Das ist in der Tat eine Sache, die man sich immer mal wieder durch den Kopf gehen lassen sollte. Als Schüler bin ich noch mit der AE1 jede Woche durchs Land gezogen, und habe das ein oder andere Zeitungsbild und auch mal Dinge gemacht, die man als größeres Format z.B. für Dekozwecke verkauft oder als gut gerahmtes Bild verschenkt oder selbst aufgehängt hat. Natürlich arbeitete man im eigenen Labor. Da hat man dann immer mal wieder ein wenig neidisch auf die 6*6 er Fraktion geschielt. Und ich habe mir bei Gelegenheit tatsächlich mal einen billigen chinesischen Rollei-Nachbau gegönnt, habe mir eine alte Glasplattenkamera gegönnt und mit Planfilm bestückt, … Aber verkauft habe ich nichts von dem, was ich bei solchen Spielereien produziert habe.
Als die ersten Digitalknipsen aufkamen, hat man erst drüber gelacht, dann als die Sache mit dem Internet los ging, doch mal so ein Ding gekauft, um mal ein Bild schnell auf eine Webseite laden zu können, was bei damaligen Monitorgrößen schon recht akzeptable Ergebnisse hatte. Dann kam der erste Nachfolger, und während man noch die Flagge für die gute alte Analogtechnik hoch hielt und das alte Mantra der Negativ-/Sensor-Größe und der teuren großen Objektive sang, musste man sich eingestehen, dass die analoge Kamera doch immer häufiger im Schrank blieb.
Dann das gleiche Spiel bei den Mobilgeräten. Diese Minisensoren mit ihren kaum vorhandenen Optiken waren doch nicht ernst zu nehmen und zu rein gar nichts zu gebrauchen. Dann machte man doch mal einen Schnappschuss, und inzwischen reichen die Dinger sogar für Fotobücher und Co.
D.h. die Geschichte mit Negativ-/Sensorgröße und Optik ist mehr und mehr gegenüber der verwendeten Digitaltechnik in den Hintergrund getreten. Was man heute aus dem machen kann, was Handy-Kameras so liefern zeigt das mehr als deutlich. Wenn ich mir Bilder aus unserer Canon M6 und der 80D ansehe, die vom Prozessor her auf Augenhöhe sind, dann gibt es da kaum Bilder von der M6 bei denen ich denken würde, dass ich in der Situation doch besser die 80D genommen hätte, solange wir jetzt nicht gerade davon rede, dass ich mir (wofür die Zeit ohnehin selten genug reicht) das dicke Tele der 80D für eine Vogelsafari oder andere speziellere Dinge greifen würde. Und bei der 80D wiederum kann ich mich bislang an keine Situation erinnern, wo ich hinterher gedacht hätte, dass ich doch besser in ein Vollformat investiert hätte.

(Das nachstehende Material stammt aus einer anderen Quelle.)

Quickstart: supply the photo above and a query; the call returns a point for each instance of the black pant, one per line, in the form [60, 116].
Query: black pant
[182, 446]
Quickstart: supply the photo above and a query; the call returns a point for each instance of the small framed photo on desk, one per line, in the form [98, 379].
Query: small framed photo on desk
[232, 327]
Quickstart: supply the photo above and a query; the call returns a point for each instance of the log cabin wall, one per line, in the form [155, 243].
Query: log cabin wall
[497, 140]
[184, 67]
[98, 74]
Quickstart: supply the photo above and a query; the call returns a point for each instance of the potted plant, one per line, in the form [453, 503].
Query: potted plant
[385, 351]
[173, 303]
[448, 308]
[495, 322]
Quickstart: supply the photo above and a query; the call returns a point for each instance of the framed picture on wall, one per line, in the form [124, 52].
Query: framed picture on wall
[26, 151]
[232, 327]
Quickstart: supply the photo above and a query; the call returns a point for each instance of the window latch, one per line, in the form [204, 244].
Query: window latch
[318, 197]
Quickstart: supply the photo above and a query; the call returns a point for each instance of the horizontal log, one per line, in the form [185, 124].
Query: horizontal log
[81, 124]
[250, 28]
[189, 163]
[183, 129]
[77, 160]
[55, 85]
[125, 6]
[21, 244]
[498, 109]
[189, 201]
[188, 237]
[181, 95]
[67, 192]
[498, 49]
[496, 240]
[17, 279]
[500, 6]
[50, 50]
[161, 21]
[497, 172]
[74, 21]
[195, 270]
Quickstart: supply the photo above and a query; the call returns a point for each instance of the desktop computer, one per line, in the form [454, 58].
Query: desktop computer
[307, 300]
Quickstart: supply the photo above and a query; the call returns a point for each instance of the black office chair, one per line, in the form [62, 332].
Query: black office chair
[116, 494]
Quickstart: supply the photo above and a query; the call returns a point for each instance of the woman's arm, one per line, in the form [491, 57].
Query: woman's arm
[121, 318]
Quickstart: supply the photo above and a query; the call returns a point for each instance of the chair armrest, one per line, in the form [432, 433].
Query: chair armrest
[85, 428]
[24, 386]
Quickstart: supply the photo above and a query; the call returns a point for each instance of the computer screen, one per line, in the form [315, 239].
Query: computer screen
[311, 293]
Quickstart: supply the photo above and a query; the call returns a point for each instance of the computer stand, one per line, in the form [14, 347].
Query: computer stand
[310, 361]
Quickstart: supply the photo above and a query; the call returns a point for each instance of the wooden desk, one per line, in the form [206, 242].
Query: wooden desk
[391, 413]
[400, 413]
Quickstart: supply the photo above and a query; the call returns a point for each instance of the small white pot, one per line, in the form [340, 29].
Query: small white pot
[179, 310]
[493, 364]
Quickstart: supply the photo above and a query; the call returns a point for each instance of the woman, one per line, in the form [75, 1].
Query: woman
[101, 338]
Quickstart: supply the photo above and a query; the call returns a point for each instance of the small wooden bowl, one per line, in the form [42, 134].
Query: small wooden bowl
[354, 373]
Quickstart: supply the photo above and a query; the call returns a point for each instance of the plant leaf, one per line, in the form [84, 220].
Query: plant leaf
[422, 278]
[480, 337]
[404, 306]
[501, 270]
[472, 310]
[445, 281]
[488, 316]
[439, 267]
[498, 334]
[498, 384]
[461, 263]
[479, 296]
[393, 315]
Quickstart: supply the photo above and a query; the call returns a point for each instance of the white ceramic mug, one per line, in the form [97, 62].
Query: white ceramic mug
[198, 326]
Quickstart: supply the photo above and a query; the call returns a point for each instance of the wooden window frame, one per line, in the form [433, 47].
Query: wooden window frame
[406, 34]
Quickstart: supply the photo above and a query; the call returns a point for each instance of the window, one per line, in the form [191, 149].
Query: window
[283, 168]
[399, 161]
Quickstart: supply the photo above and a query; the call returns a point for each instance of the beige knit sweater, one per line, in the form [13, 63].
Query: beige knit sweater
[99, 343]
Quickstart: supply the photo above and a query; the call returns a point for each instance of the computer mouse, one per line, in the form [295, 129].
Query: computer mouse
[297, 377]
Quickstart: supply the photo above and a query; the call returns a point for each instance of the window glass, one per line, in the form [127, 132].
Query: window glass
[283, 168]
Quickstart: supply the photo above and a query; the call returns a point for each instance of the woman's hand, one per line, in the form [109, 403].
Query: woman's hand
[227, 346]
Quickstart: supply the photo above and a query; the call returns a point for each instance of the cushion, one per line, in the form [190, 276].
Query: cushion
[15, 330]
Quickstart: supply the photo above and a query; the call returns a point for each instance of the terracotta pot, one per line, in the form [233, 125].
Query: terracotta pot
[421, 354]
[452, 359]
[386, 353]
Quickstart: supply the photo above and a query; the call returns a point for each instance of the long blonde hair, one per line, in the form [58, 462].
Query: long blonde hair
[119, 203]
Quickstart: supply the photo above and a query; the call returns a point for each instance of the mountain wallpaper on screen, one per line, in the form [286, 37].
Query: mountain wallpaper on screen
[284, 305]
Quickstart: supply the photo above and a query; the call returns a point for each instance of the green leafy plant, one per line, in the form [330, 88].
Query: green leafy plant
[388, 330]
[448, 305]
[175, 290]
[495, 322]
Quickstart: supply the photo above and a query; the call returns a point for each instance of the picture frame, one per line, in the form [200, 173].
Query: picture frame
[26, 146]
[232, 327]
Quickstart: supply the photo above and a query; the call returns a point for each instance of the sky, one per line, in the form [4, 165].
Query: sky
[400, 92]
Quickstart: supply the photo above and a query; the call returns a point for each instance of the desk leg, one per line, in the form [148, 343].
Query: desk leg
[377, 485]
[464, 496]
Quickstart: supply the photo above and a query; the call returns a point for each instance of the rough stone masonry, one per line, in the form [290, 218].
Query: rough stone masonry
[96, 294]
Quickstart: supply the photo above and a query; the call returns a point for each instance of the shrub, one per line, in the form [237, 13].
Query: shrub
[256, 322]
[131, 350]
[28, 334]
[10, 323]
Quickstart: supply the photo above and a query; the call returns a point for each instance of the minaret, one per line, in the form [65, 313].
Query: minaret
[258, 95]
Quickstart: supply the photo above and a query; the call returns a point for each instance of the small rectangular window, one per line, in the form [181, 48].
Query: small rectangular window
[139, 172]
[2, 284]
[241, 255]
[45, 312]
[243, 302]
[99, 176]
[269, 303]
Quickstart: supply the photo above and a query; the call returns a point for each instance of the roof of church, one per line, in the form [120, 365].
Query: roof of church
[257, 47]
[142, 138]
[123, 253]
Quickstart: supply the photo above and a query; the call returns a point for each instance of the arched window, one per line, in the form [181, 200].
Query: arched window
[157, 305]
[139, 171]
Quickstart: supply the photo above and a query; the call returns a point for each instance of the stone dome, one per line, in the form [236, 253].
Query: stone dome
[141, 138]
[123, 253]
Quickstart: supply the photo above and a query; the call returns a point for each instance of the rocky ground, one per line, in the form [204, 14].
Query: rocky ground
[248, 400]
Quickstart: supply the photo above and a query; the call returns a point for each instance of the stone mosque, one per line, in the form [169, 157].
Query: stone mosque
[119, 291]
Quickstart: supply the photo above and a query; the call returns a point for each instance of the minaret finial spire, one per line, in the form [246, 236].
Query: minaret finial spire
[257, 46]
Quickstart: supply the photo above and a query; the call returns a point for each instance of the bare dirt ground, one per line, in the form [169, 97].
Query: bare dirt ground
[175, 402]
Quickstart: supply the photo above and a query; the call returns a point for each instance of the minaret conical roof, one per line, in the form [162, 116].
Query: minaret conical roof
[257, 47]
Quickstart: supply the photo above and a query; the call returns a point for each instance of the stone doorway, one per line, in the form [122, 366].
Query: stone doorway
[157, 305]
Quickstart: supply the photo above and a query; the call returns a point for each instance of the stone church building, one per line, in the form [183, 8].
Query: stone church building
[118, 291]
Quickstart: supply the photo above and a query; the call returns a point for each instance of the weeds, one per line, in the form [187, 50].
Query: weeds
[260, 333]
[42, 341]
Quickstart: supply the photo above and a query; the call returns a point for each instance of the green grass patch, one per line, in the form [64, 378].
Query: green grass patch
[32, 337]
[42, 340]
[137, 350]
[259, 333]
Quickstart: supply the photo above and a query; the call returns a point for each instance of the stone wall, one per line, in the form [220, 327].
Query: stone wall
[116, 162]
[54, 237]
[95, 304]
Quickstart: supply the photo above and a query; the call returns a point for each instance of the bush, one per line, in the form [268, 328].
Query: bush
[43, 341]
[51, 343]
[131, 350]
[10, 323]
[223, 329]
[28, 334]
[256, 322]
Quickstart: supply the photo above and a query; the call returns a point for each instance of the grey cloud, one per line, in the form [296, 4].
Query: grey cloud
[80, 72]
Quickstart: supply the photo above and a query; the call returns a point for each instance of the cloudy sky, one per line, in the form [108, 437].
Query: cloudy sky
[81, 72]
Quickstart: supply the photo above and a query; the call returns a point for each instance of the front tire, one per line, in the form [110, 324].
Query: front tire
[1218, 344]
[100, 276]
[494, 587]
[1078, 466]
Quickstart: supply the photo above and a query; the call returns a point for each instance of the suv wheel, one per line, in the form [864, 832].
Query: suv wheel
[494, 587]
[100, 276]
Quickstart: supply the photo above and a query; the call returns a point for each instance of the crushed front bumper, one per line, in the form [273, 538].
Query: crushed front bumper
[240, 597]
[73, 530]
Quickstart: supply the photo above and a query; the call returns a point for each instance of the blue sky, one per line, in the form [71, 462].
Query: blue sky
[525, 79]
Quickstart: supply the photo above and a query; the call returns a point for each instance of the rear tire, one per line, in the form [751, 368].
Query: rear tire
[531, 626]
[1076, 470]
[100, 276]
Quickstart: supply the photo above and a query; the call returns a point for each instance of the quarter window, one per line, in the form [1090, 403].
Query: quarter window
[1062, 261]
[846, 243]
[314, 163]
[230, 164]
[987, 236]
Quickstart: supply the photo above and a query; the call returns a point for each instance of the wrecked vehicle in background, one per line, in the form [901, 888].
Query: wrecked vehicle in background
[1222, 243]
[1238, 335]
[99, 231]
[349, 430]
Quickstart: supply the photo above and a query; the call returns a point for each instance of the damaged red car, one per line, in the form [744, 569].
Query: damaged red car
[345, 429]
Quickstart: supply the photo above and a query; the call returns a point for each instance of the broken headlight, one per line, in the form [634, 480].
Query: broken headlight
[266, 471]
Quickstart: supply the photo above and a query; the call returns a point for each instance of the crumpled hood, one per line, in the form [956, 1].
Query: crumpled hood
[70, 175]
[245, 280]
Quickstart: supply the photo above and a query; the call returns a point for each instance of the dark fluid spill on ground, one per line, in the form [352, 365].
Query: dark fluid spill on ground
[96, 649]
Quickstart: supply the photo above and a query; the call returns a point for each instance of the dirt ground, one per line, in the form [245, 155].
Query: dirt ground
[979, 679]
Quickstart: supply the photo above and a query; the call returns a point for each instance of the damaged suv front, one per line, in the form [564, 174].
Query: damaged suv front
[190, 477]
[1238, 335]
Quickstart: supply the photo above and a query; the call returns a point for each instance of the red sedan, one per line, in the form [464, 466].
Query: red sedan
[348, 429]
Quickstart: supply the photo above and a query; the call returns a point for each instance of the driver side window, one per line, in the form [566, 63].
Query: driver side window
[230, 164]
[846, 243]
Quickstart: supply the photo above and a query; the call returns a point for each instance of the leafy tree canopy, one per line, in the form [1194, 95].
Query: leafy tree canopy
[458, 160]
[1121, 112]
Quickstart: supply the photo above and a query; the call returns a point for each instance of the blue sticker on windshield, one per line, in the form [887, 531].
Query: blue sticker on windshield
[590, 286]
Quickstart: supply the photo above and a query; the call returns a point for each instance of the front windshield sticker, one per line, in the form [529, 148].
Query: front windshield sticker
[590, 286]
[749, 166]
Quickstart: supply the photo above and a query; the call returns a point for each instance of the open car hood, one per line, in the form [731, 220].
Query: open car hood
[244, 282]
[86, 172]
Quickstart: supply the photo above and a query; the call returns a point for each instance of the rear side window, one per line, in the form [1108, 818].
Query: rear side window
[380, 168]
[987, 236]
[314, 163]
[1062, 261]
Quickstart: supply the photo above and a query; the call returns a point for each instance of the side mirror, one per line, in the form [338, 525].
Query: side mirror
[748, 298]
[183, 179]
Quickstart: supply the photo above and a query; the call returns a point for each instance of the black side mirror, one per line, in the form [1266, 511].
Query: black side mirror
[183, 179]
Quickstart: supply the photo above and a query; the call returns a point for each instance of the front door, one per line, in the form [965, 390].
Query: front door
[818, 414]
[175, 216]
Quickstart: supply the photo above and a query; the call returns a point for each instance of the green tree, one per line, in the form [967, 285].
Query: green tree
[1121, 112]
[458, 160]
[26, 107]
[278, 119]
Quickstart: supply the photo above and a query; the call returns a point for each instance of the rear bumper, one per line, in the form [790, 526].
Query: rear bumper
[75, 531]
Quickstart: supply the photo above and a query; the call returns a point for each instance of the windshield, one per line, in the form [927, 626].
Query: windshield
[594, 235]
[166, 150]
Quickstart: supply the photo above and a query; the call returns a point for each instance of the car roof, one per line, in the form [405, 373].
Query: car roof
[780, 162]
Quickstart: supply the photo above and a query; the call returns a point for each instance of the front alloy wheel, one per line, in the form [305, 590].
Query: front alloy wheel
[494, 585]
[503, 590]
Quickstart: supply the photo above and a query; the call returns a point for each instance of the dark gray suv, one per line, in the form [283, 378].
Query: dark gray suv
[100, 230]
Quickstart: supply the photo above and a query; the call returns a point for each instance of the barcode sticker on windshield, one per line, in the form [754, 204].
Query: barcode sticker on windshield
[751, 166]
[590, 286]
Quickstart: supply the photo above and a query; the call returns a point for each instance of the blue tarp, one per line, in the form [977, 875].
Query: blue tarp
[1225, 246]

So etwas werden natürlich viele Leute bestreiten, die in eine Vollformat investiert haben. So ehrlich zu sich selbst sind eben wenige Menschen, dass sie sogar die Entscheidung für die 80D angesichts der 6M im Nachhinein kritisch betrachten. Aber das ist natürlich auch nichts anderes als wie bei Leuten die meinen, dass man ohne Porsche nicht von A nach B käme, man nur aus einer Kaffeemaschine > € 1.000,-- genießbaren Kaffee ziehen könne, und Möhren nur mit einen Messer für mindestens € 500,-- geschnitten bekäme, … Wer das Geld hat, darf und soll sich ja gerne das ein oder andere teure Spielzeug gönnen, und darf dann auf seitenweise Tabellen mit faszinierenden Messwerten, … verweisen, um seine Entscheidung zu rechtfertigen und auf dicke Hose zu machen. Was diese Unterschiede dann im Alltag bedeuten, stelle ich gerade bei den Kameras zunehmend in Frage.
BTW: So richtig pervers wird es dann da, wo höchstauflösende Sensoren jeden minimalsten Kratzer erfassen, jede noch so kleine Hautunreinheit wie einen Krater erscheinen lassen, … und die ganze Geschichte dann hinterher mit Photoshop und Co. erst einmal wieder so „entschärft“ werden muss, dass man die Bilder wieder normal verwenden kann.